ADFE NYC




Health And Nutrition


Deficient sanitation systems, poor nutrition, and inadequate health services have pushed Haiti to the bottom of the World Bank’s rankings of health indicators. According to the United Nations World Food Programme, 80 percent of Haiti’s population lives below the poverty line. Consequently, malnutrition is a significant problem. Half the population can be categorized as “food insecure,” and half of all Haitian children are undersized as a result of malnutrition. Less than half the population has access to clean drinking water, a rate that compares poorly even with other less-developed nations. Haiti’s healthy life expectancy at birth is only 54 years. The World Health Organization (WHO) estimates that only 43 percent of the target population receives the recommended immunizations.



In terms of health care spending, Haiti ranks last in the western hemisphere. Economic instability has limited any growth in this area. Per capita, Haiti spends about US$83 annually on health care. There are 25 physicians and 11 nurses per 100,000 population. Only one-fourth of births are attended by a skilled health professional. Most rural areas have no access to health care, making residents susceptible to otherwise treatable diseases.
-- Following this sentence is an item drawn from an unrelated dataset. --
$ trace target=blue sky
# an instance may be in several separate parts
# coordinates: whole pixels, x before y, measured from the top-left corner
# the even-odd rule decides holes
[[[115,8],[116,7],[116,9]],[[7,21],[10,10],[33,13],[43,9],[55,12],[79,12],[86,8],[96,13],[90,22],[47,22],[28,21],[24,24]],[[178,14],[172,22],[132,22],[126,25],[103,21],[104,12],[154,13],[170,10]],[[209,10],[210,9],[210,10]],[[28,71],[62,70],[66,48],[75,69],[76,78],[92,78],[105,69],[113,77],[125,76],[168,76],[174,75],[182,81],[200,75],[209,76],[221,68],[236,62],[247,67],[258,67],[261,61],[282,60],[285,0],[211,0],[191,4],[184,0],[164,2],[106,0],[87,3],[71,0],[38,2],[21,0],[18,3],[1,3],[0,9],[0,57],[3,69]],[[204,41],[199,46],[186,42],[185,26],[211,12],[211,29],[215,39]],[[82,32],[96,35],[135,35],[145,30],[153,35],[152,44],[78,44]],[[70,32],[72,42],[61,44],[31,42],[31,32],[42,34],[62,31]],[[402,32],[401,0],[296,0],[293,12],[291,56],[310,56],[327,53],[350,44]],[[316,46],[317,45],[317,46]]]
In 2003, for example, the WHO confirmed an outbreak of typhoid fever in Haiti that, because of a lack of access to doctors and safe water, led to dozens of deaths.



Malnutrition and hunger are not new to Haiti, But the ADFE Offers Hope.
we plan a ground up approach to reduce food insecurity, integrating three strategies:
•Improving agricultural and off-farm livelihoods
•Enhancing mother and child health and nutrition
•Developing an early warning system for food-security-related crises & increased emergency preparedness.
•making nutrition a sustainable business for the wellness of future generations.